J’ai fait ressortir plusieurs fois déjà la désespérante uniformité de la vie dans l’Inde. Le ciel d’un azur implacable pendant dix mois de l’année, l’absence d’hiver, la régularité des jours et des nuits égaux en longueur, ne contribuent pas peu à produire cette monotonie qui engendre assez rapidement le spleen, puis la nostalgie.

On ne s’étonnera donc pas d’apprendre que je saisissais avidement toutes les occasions de sortir de la léthargie dans laquelle j’étais ordinairement plongé.

Elle est tellement accablante que, malgré les merveilles d’une nature sans rivale, l’immensité des horizons, la facilité de l’existence contemplative, on ne tarde point à regretter les agitations et les soins de la vie parisienne, l’atmosphère humide, les maisons étroites divisées en mille petits compartiments où vivent parquées des familles entières.

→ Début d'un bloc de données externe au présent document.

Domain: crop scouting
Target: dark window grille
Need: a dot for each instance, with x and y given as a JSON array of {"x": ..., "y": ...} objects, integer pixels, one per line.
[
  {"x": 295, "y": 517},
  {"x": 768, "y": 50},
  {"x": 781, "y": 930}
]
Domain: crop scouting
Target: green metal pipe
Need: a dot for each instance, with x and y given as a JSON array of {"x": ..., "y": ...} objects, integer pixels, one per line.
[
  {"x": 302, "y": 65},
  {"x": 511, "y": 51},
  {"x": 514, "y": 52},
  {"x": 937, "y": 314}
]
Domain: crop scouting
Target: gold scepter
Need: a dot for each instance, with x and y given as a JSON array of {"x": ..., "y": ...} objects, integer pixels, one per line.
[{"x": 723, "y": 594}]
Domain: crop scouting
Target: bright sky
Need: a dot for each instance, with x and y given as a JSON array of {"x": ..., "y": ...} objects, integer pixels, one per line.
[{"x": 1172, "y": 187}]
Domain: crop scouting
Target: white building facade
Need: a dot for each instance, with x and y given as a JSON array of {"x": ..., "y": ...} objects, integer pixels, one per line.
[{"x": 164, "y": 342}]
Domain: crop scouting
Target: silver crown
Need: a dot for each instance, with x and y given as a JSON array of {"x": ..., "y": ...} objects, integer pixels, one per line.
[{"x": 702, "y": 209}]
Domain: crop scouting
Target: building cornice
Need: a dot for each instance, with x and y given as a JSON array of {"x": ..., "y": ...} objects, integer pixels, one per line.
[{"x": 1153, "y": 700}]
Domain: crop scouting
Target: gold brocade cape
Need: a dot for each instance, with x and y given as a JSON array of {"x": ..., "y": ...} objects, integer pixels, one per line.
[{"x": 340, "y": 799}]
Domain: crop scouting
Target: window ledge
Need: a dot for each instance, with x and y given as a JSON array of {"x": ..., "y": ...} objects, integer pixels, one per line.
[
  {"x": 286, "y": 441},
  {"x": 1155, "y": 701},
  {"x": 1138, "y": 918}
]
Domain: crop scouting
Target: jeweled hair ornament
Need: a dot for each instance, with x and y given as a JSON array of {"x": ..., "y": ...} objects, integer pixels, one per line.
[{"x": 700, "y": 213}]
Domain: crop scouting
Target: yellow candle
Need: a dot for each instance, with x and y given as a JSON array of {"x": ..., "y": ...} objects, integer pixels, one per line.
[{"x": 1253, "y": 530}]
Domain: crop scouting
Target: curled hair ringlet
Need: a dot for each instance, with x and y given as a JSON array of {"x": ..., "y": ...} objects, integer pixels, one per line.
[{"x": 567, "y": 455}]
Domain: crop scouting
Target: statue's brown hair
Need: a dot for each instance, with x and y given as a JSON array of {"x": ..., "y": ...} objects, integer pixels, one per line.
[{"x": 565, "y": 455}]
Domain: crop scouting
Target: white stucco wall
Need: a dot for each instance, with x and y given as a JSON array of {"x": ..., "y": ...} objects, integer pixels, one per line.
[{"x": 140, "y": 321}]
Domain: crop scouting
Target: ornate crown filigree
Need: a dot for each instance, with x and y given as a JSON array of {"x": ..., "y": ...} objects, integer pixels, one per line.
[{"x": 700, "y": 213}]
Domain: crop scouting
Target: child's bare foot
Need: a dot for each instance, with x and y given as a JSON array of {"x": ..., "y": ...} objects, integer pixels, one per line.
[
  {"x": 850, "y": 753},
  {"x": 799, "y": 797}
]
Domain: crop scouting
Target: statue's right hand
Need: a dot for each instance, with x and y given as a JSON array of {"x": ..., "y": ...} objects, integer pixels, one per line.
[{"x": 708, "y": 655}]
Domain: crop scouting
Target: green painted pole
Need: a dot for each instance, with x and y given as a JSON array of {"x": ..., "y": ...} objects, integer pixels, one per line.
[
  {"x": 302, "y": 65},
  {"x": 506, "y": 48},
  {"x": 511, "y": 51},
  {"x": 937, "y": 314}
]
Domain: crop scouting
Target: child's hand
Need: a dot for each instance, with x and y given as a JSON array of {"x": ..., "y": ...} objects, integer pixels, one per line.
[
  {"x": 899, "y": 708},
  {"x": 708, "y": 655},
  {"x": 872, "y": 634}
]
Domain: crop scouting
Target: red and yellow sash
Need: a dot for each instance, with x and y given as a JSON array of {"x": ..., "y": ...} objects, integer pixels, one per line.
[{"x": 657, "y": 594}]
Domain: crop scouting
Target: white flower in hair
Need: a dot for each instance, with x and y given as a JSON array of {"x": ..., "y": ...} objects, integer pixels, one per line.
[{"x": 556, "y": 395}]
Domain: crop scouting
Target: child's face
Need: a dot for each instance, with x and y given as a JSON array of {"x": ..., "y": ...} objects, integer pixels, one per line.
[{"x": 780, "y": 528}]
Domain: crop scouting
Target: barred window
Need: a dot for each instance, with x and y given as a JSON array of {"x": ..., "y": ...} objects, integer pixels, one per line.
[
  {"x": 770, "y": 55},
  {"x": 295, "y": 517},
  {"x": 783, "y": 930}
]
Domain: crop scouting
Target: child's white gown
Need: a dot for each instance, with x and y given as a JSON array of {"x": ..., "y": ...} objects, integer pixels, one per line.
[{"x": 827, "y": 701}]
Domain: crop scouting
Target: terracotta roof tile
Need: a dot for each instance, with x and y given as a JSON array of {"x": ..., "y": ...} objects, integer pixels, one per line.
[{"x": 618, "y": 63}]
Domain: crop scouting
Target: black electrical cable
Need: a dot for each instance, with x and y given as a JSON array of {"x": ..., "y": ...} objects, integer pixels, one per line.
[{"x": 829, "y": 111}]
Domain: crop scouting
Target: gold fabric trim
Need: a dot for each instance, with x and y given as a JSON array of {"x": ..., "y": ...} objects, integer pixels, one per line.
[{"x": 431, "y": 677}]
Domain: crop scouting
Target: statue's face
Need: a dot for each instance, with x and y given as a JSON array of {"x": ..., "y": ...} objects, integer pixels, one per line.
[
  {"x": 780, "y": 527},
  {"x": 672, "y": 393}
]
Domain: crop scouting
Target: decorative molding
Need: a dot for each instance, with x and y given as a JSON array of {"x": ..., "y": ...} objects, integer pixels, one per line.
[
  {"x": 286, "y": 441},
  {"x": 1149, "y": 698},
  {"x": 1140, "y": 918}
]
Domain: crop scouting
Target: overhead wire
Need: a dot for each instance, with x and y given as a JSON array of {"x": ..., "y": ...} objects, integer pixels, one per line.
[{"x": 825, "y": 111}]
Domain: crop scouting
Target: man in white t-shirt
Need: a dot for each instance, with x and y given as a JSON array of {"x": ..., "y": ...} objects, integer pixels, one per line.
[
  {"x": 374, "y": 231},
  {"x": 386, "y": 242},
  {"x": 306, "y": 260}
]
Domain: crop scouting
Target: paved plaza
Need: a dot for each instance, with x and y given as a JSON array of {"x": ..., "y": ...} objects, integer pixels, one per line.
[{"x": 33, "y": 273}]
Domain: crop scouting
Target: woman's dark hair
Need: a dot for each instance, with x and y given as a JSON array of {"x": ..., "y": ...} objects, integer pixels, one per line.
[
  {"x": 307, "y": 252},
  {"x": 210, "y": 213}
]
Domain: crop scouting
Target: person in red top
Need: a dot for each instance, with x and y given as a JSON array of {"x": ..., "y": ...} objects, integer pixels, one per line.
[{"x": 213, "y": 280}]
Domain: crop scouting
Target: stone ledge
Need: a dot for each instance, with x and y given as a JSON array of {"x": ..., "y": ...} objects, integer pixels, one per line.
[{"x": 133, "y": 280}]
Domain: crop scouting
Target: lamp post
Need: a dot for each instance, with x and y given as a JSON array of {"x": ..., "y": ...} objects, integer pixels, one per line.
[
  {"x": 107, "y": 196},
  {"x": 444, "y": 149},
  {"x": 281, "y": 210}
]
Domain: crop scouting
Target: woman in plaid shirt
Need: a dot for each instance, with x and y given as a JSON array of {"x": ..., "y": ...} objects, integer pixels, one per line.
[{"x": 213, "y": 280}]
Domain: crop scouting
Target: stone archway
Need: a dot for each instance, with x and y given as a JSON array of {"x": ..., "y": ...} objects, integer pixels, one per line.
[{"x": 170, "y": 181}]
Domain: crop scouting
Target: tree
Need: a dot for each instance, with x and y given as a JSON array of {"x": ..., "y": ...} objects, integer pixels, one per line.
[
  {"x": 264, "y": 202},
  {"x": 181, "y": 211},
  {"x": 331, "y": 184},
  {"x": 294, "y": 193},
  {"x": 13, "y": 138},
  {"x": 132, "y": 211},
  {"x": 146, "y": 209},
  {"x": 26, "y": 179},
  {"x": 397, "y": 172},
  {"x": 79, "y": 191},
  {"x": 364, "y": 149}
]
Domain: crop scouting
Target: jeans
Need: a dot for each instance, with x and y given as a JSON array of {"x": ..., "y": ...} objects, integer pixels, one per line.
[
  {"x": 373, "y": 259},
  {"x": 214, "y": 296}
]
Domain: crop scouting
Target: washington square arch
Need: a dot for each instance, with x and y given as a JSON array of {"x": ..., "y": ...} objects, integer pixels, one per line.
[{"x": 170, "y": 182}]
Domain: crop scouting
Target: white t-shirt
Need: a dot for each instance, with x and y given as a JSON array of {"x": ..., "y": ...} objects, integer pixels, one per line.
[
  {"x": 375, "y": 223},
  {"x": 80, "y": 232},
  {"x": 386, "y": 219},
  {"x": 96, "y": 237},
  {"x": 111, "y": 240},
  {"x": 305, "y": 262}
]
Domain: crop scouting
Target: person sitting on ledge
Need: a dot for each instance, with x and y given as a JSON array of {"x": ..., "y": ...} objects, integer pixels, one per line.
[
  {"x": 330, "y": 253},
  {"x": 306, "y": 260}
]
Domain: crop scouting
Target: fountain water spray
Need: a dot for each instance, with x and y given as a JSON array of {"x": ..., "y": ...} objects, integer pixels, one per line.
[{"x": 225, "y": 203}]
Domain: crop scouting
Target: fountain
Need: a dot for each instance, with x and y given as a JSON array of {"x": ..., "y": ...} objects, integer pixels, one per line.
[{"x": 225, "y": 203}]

Dans l’orient, l’air, l’espace, la verdure, les fleurs ne sont mesurés à personne ; ils sont mesurés à tous en Europe, et pourtant on a la nostalgie de l’Europe lorsqu’on en est quelque temps exilé. Un esprit actif se plie difficilement, du reste, à l’éternelle contemplation des beautés éternelles de la nature, lorsque rien ne ternit un instant sa magnificence.

La rentrée de la cour et la distribution des prix du collège malabar de la mission étaient deux de ces rares occasions que je ne laissai point échapper. Il m’est resté de ces solennités des impressions que j’ai précieusement gardées et qui m’ont donné, sur l’histoire et sur l’ethnographie des peuples de l’Inde, des notions que je n’aurais pu acquérir que par des études continues et par un séjour prolongé.

Je dois à la vérité d’ajouter que l’obligeance de M. le procureur général Ristelhueber a donné à mes souvenirs une incontestable autorité, et que j’ai eu recours à la mémoire de l’éminent jurisconsulte chaque fois qu’un doute s’est présenté à mon esprit en matière de législation hindoue.